Path: utzoo!utgpu!water!watmath!clyde!att!rutgers!ucsd!ucsdhub!hp-sdd!hplabs!hp-sde!hpcea!hpausla!cjh
From: cjh@hpausla.HP.COM (Clifford Heath)
Newsgroups: comp.arch
Subject: Re: block copy & VAX MOVC (was Re: Explanation, please!)
Message-ID: <2220003@hpausla.HP.COM>
Date: 26 Sep 88 07:35:17 GMT
References: 
Organization: HP Australian Software Operation
Lines: 35

I played with Duffs device on an HP 9000/850 (RISC machine), and got
some interesting results.  Duffs is faster than the comparable
non-unrolled loop, but only by about 20-30%.  memcpy was heaps faster,
so I looked at the (memcpy) assembly code using a debugger.  As a result
of this I changed the unrolling factor in Duff's to 4 (not much change),
changed the auto-incr pointer addressing to short offset indexing (using
a pointer adjustment before the loop and a single increment before the
while) and got about 30% more.  The 850 has auto-increment, but it still
takes time that doesn't need to be wasted.  It also has a good global
optimizer, which seemed to do sensible things even for this strange
device.

Duffs's was STILL slower than memcpy by about 50%, and couldn't handle
byte-size moves, non-aligned moves etc etc.

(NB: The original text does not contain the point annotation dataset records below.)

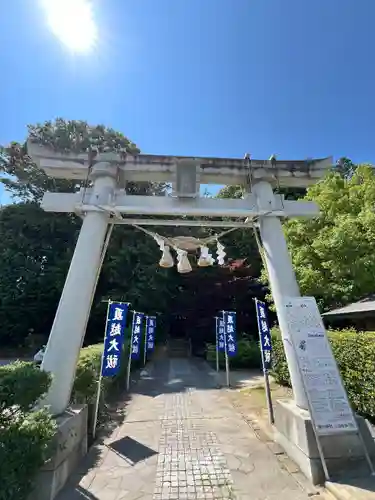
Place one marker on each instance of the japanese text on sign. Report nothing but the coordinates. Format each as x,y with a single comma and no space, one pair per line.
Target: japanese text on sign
230,332
220,342
150,333
136,335
116,321
328,401
264,334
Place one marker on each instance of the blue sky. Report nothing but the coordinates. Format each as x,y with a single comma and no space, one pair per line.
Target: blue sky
202,77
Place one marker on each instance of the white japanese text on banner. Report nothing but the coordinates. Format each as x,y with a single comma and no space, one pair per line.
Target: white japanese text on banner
136,335
150,333
230,332
116,321
264,334
220,334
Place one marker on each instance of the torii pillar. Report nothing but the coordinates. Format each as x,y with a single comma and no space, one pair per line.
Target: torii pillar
69,326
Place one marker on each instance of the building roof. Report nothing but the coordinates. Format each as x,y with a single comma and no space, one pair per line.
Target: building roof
365,305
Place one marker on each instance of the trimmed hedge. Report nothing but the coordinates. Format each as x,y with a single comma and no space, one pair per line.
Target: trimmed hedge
355,355
25,436
87,375
248,355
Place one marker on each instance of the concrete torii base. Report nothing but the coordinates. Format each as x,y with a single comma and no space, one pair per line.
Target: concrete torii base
70,446
343,453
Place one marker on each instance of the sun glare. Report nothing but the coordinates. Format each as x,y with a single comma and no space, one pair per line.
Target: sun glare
72,22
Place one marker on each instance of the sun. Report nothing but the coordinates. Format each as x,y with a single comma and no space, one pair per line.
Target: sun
72,22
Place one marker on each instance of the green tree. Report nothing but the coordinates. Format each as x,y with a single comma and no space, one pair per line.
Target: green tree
36,247
334,254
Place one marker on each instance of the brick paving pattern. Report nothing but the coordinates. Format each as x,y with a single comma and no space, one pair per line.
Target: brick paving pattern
190,464
191,444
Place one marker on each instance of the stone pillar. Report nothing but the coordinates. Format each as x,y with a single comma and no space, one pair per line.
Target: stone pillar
282,277
69,326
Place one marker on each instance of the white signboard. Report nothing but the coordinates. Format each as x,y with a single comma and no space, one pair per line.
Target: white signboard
328,401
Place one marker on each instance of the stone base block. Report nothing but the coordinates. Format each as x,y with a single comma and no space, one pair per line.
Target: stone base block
70,447
343,453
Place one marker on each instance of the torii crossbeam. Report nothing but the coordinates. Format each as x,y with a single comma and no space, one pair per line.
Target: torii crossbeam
106,202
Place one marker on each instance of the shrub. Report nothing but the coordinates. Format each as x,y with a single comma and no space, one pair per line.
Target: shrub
25,437
355,355
248,355
87,375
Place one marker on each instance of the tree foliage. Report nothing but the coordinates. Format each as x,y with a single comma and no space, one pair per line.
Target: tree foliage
36,248
334,254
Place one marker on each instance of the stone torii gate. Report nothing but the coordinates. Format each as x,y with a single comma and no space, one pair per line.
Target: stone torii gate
106,203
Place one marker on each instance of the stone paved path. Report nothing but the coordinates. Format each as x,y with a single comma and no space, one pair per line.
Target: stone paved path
181,440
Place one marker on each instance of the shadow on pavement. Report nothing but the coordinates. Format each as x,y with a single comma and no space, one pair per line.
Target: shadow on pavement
131,450
81,493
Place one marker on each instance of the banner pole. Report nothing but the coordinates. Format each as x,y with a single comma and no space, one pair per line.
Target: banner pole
130,355
96,410
226,352
145,343
267,387
217,344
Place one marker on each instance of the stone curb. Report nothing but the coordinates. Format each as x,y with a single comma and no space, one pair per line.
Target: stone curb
338,493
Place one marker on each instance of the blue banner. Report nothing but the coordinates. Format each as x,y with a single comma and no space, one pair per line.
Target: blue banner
136,335
150,333
114,338
264,334
230,332
220,342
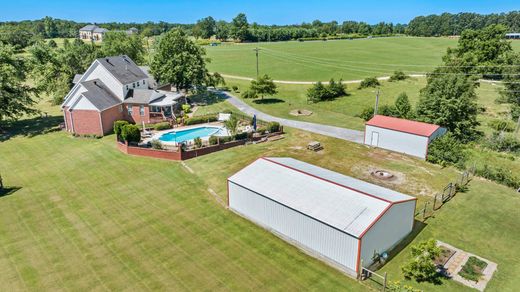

Duff's is really only a way of saving the code size required to perform
the additional moves left after the unrolled loop has run, which is a
fairly poor excuse for using a device that's so hard to read.  The only
additional benefit is that the extra instructions may be in the I-cache,
which isn't really such a big deal.

The memcpy on the 850 is quite an astonishing effort, using word moves
with double register 8/16/24 bit shifts for unequally non-aligned moves.
It also has a very small setup time, so that small moves get caught
early and handled quickly.  Congratulations to the coder, a very good
effort.  Before this experiment, I was convinced that C with a good
optimizer could get within 10% of assembly code for anything.  I now
have a convincing counter-example.

In short, use the system-supplied routines for preference, and if they
prove to be slow, replace them yourself AND SEND THE CODE to the company
that wrote it.  They'll probably be grateful.

Clifford Heath, Hewlett Packard Australian Software Operation.
(UUCP: hplabs!hpfcla!hpausla!cjh, ACSnet: cjh@hpausla.oz)